# Would you date someone who doesn't find you physically attractive?



## LostinReverie (Mar 18, 2007)

but is attracted to who you are as a person?


----------



## Kevin001 (Jan 2, 2015)

Um, idk. I guess so, looks won't always be there. But on the other hand I would hate for someone to settle for me.


----------



## Wings of Amnesty (Aug 5, 2015)

I don't think I have a choice.


----------



## ScorchedEarth (Jul 12, 2014)

Yes, otherwise I'd be ruling out literally everyone.


----------



## Crisigv (Aug 3, 2013)

No, I wouldn't. I know that leaves me with very few options, but I don't want to feel like I am not good enough during the relationship. I know I would be self-conscious and not comfortable.


----------



## zoslow (Jun 2, 2014)

So I would know she doesn't find me the slightest bit attractive in the looks department? Then probably no.
I wouldn't care though to what extent she found me physically attractive.


----------



## JustThisGuy (Mar 24, 2012)

Been there. She thought she was being not shallow, I guess. But it was destructive. "I like your kindness." And attention and gifts, apparently. Ouch.


----------



## Just Lurking (Feb 8, 2007)

Some things are best left unspoken.


----------



## tea111red (Nov 8, 2005)

no way. i would feel extremely insecure and always be on edge waiting for him to dump me for someone else more attractive or feel like i'd have to put up w/ him always looking (lusting, i should say) at women that are more attractive. he'd probably secretly be wishing he was w/ them instead of me.



Crisigv said:


> No, I wouldn't. I know that leaves me with very few options, *but I don't want to feel like I am not good enough during the relationship*. I know I would be self-conscious and not comfortable.


yep.


----------



## SamanthaStrange (Jan 13, 2015)

No. I can't imagine that ever working out. I am way too insecure.


----------



## probably offline (Oct 8, 2012)

SamanthaStrange said:


> No. I can't imagine that ever working out. I am way too insecure.


This.


----------



## dune87 (Aug 10, 2015)

ew! no


----------



## Wings of Amnesty (Aug 5, 2015)

meepie said:


> No, why would anyone?


To not be alone? Because appearance doesn't really matter that much and we're not that shallow?


----------



## SD92 (Nov 9, 2013)

Probably. But I'd be gutted if they didn't find me pysically attractive.


----------



## Kovu (Jun 18, 2013)

I have a great muscular body and personality so if they liked that yes


----------



## Wings of Amnesty (Aug 5, 2015)

meepie said:


> So you'd date and then possibly be in a relationship with a woman that doesn't find you attractive? It's almost telling me you'd be okay with her telling you that you're ugly as long as she's with you and you're not alone. How does that work? Isn't the point of dating and being in a relationship finding the other person incredibly attractive in all ways? It doesn't matter how that physical attraction is reached -- whether through finding that person's personality attractive and then the physical attraction follows or finding the person incredibly physically attractive right away. It has to be there or there is no chemistry or passion in a relationship.
> 
> *Now if you're talking about casual sex and that's all you're looking for that's a different story,* I guess people do whatever they like in that situation because all they want there is to be close physically.
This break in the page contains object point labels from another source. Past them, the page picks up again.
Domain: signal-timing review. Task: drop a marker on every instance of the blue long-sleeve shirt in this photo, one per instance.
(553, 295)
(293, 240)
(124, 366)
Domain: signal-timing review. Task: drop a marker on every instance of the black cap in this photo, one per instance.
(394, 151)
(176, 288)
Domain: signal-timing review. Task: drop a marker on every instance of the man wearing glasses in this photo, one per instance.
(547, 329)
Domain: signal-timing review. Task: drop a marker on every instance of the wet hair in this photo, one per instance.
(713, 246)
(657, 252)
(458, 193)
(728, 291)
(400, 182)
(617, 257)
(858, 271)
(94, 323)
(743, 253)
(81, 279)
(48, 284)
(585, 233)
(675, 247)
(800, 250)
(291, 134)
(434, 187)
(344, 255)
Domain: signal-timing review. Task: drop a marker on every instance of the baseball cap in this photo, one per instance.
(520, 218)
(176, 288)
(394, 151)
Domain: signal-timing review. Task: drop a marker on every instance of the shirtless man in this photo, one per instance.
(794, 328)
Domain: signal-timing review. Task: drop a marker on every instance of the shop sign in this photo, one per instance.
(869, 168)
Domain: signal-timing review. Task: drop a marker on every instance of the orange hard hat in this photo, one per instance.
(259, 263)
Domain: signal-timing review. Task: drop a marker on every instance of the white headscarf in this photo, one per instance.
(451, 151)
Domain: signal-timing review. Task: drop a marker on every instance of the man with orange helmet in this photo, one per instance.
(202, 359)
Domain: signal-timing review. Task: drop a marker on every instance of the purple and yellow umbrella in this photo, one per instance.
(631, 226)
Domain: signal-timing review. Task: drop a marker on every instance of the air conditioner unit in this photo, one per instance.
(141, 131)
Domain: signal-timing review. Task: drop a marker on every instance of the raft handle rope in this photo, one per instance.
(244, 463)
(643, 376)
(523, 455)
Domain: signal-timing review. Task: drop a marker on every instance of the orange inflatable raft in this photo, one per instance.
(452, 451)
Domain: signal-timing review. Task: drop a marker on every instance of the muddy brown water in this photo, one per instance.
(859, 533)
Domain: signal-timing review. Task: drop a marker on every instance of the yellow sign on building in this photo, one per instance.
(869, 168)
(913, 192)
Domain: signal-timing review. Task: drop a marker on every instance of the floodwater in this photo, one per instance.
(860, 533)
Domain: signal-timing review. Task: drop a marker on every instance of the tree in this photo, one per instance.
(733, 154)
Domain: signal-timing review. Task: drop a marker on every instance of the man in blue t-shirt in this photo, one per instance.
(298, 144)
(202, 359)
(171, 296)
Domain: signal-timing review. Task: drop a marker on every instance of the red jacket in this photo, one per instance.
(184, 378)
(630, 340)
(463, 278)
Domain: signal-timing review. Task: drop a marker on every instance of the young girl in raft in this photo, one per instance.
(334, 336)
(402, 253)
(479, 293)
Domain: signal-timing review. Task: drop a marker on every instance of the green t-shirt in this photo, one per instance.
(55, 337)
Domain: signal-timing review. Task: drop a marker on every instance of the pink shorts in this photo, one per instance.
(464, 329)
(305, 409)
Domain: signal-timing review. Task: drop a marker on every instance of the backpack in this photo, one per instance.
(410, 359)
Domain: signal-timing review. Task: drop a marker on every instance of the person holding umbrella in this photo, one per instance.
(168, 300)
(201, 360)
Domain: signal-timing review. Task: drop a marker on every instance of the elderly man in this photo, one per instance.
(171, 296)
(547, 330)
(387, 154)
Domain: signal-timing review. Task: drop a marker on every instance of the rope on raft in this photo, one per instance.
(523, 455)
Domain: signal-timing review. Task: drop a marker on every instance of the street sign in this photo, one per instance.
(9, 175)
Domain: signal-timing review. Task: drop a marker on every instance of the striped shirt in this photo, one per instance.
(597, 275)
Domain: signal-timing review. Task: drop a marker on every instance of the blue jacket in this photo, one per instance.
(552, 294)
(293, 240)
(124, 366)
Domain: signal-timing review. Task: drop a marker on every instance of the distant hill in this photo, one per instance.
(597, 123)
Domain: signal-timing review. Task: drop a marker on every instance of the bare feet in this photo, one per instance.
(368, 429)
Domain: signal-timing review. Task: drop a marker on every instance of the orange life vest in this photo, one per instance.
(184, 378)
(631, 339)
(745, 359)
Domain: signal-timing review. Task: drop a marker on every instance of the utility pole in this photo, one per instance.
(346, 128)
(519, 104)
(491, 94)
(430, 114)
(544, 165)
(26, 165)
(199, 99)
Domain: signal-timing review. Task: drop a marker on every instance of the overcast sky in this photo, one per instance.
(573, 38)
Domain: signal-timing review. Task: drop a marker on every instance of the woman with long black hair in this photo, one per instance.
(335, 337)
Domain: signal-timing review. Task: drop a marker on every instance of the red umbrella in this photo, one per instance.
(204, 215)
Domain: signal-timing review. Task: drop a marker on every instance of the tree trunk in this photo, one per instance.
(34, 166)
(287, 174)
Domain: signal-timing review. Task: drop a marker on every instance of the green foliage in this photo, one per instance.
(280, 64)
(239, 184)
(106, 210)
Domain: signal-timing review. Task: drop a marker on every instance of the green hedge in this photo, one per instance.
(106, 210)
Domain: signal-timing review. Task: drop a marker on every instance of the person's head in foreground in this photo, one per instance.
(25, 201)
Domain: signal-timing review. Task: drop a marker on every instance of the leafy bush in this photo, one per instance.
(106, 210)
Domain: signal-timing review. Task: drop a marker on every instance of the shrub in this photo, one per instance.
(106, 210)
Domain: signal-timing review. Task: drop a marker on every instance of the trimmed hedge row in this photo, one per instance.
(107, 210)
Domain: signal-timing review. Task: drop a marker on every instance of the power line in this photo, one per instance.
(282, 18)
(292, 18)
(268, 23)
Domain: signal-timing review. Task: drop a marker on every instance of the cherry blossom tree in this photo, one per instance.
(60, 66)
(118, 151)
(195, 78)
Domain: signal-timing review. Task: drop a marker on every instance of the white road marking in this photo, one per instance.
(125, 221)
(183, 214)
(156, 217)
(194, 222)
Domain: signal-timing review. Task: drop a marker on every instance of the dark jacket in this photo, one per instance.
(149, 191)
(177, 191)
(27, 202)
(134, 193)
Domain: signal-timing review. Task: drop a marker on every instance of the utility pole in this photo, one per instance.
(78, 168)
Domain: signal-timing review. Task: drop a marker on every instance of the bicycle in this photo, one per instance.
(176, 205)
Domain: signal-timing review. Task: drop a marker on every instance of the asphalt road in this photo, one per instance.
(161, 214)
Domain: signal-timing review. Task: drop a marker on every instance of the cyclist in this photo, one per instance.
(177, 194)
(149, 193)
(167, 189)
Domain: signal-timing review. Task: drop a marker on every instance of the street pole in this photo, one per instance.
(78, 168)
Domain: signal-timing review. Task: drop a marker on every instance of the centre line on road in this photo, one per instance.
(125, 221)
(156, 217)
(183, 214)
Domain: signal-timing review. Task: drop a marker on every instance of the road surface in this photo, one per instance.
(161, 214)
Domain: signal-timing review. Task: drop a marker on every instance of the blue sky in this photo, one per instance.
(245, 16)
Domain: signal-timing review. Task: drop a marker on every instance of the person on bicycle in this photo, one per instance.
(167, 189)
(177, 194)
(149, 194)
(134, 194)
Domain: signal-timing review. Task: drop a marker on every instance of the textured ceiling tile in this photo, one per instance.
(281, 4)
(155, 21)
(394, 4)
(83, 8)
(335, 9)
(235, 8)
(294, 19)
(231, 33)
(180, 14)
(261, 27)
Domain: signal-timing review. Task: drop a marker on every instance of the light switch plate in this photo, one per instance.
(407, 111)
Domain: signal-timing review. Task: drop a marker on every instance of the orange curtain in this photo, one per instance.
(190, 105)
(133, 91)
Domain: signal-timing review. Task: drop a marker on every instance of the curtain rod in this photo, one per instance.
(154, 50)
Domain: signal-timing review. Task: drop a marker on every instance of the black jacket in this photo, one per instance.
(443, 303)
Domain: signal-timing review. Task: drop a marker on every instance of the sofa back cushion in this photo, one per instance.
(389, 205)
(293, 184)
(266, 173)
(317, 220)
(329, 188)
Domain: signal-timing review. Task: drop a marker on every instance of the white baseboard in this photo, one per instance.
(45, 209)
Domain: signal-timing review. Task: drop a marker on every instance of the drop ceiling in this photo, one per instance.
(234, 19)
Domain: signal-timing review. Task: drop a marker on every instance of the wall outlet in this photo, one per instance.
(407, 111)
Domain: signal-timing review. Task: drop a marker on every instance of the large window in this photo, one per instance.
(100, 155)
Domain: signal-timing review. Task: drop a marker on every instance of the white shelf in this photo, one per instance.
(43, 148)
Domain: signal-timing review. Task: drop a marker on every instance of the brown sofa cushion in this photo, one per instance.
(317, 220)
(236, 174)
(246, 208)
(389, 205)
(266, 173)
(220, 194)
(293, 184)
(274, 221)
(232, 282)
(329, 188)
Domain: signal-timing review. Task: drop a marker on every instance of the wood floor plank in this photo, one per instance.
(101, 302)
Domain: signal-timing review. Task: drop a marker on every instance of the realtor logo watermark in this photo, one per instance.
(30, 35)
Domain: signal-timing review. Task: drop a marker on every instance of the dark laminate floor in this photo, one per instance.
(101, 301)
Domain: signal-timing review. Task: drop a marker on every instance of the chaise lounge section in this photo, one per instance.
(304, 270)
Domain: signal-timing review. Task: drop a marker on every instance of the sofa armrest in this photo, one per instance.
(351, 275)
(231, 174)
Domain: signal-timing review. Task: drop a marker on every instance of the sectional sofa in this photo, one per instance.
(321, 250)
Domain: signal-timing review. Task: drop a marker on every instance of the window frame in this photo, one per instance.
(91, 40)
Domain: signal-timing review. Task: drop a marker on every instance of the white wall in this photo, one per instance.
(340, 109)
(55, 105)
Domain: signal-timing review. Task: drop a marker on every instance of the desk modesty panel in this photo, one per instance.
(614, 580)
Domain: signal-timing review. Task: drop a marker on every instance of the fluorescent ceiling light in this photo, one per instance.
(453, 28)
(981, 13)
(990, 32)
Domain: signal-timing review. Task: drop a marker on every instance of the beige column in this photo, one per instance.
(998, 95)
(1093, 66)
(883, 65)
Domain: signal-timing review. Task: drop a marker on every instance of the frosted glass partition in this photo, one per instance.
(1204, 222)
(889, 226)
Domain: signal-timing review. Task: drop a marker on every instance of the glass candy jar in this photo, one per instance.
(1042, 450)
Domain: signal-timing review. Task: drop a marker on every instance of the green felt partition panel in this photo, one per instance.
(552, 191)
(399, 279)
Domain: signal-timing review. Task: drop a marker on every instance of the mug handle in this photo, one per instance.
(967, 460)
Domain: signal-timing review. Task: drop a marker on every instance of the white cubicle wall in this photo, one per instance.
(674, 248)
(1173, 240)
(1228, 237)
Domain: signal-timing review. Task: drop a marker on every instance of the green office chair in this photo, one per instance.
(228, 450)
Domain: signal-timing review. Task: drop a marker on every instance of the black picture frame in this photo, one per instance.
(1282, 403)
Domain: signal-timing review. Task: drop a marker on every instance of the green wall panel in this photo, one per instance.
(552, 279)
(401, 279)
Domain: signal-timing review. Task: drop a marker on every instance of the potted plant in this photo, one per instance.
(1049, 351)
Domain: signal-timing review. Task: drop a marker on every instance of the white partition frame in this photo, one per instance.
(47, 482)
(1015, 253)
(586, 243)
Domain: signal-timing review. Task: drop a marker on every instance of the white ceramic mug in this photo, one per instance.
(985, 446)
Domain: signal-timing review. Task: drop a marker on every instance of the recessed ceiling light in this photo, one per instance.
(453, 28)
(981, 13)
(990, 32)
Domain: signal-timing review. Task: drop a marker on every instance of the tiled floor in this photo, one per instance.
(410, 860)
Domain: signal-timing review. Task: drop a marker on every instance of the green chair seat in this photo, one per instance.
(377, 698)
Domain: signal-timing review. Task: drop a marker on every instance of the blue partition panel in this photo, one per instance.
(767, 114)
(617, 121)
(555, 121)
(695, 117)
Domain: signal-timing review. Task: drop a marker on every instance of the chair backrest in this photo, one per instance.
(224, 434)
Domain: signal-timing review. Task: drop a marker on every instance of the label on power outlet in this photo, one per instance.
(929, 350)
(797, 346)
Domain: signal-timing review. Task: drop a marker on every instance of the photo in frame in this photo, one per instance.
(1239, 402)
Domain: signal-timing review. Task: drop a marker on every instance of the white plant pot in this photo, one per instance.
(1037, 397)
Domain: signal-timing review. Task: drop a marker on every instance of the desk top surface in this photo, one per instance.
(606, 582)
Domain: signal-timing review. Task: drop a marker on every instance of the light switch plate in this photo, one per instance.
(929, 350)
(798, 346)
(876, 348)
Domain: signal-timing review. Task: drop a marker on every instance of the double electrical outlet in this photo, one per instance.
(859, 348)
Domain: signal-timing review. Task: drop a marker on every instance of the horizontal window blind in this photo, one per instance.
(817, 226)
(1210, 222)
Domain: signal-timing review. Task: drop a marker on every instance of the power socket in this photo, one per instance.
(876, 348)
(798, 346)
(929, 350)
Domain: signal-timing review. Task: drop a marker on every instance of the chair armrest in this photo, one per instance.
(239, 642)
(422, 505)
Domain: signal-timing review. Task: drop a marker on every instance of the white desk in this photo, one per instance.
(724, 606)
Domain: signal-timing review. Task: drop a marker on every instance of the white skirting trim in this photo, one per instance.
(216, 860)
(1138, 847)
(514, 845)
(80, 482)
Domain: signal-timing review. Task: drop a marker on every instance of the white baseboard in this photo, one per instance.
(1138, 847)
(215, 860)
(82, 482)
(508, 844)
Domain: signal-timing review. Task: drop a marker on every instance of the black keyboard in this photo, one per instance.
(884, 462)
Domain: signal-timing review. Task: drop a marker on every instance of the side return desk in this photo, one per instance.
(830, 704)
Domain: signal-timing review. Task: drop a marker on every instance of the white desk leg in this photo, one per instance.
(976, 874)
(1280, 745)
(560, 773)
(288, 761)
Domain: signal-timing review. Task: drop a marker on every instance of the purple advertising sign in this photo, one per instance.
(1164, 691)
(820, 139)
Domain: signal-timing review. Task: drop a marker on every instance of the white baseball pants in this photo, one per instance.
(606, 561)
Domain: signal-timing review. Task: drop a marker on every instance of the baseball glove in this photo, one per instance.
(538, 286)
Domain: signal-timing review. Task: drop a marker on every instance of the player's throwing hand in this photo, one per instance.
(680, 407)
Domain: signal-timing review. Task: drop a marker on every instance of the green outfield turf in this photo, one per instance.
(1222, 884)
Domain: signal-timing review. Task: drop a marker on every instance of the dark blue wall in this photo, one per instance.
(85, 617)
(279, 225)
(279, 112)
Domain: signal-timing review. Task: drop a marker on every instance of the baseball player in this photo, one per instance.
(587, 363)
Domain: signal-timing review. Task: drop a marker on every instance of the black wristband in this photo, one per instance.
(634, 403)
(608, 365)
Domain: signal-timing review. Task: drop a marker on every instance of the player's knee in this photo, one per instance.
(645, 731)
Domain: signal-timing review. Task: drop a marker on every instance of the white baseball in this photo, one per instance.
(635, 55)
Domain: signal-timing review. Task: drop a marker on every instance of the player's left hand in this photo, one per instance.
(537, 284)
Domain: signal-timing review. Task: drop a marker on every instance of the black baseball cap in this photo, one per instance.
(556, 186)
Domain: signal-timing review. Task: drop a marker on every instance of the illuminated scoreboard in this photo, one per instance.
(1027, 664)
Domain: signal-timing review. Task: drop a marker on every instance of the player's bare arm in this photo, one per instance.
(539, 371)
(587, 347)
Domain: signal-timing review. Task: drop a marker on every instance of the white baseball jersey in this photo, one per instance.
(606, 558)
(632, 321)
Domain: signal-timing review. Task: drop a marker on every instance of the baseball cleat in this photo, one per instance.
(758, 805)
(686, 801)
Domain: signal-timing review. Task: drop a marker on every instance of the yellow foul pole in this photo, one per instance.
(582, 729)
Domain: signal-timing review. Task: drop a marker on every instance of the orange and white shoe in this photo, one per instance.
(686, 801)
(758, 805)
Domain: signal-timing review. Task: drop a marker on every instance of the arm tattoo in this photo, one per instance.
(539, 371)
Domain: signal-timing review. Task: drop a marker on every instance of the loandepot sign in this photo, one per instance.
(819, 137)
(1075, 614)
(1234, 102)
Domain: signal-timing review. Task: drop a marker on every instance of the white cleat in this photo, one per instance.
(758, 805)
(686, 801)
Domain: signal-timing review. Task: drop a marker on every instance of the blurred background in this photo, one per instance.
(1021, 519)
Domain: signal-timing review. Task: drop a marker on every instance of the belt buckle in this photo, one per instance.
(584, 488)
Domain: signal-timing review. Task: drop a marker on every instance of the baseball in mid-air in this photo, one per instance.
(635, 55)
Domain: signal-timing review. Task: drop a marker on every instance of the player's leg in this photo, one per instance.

I feel like that should be flipped, wouldn't casual sex be all about the physical attraction? Otherwise why not just masturbate. No, I don't think the point of being in a relationship is just having a hot gf, I think the point of being in a relationship is to have someone to share your feelings and life with, and to have a close connection and not feel alone. It seems really shallow to me, to not date someone just because of what they look like.


----------



## AussiePea (Mar 27, 2007)

Wings of Amnesty said:


> I feel like that should be flipped, wouldn't casual sex be all about the physical attraction? Otherwise why not just masturbate. No, I don't think the point of being in a relationship is just having a hot gf, I think the point of being in a relationship is to have someone to share your feelings and life with, and to have a close connection and not feel alone. It seems really shallow to me, to not date someone just because of what they look like.


It's isn't "just because of what they look like" though, it's simply being with someone who you personally find physically attractive but also ticks all the other important boxes in a relationship.

You're in an overwhelming minority when it comes to being completely comfortable with having a partner who you do not find physically appealing so it's unfair to label what's basic human nature as shallow imo.

Sent from my SM-G930F using Tapatalk


----------



## meepie (Jun 20, 2010)

^Edited my post


----------



## farfegnugen (Aug 16, 2010)

Attractive enough so she didn't feel like she was settling for something less. Everyone wants to turn on their partner, though I'd like to think I would be much more than that. I'd also want her to find me fascinating and someone she felt safe confiding in. Hopefully, she's much more than a pretty face or I'd like get bored.


----------



## LostinReverie (Mar 18, 2007)

So basically, you all are saying that love is based on looks. That's horrible.. and anybody who says beauty is subjective either is lying or doesn't get how our brains work. It's ridiculous how everybody thinks that they can only be loved as a person if somebody is sexually attracted to them. It's disgusting, actually. This is why I have no respect for humanity.


----------



## nubly (Nov 2, 2006)

Sure, as long as she's putting out. Otherwise why waste the time.
_Posted via Mobile Device_


----------



## Nekomata (Feb 3, 2012)

Maybe. I don't quite know until I'm put in that situation though.


----------



## Farideh (Nov 13, 2011)

This question doesn't really make any sense. If someone does not find you physically attractive, they're not even going to give you a chance, no? At least that's what I've done to girls in the past unless I'm desperate and it doesn't feel nice that someone would be using you solely out of desperation which is why I would just say no and wait for something I deserve because I've been through too much so far and the last thing I need is trying to love someone who probably can't stand me.


----------



## Genetic Garbage (May 7, 2011)

Sure. I can't afford to be so picky. Might as well take what I can get.


----------



## SilentLyric (Aug 20, 2012)

The Sound of Silence said:


> So basically, you all are saying that love is based on looks. That's horrible.. and anybody who says beauty is subjective either is lying or doesn't get how our brains work. It's ridiculous how everybody thinks that they can only be loved as a person if somebody is sexually attracted to them. It's disgusting, actually. This is why I have no respect for humanity.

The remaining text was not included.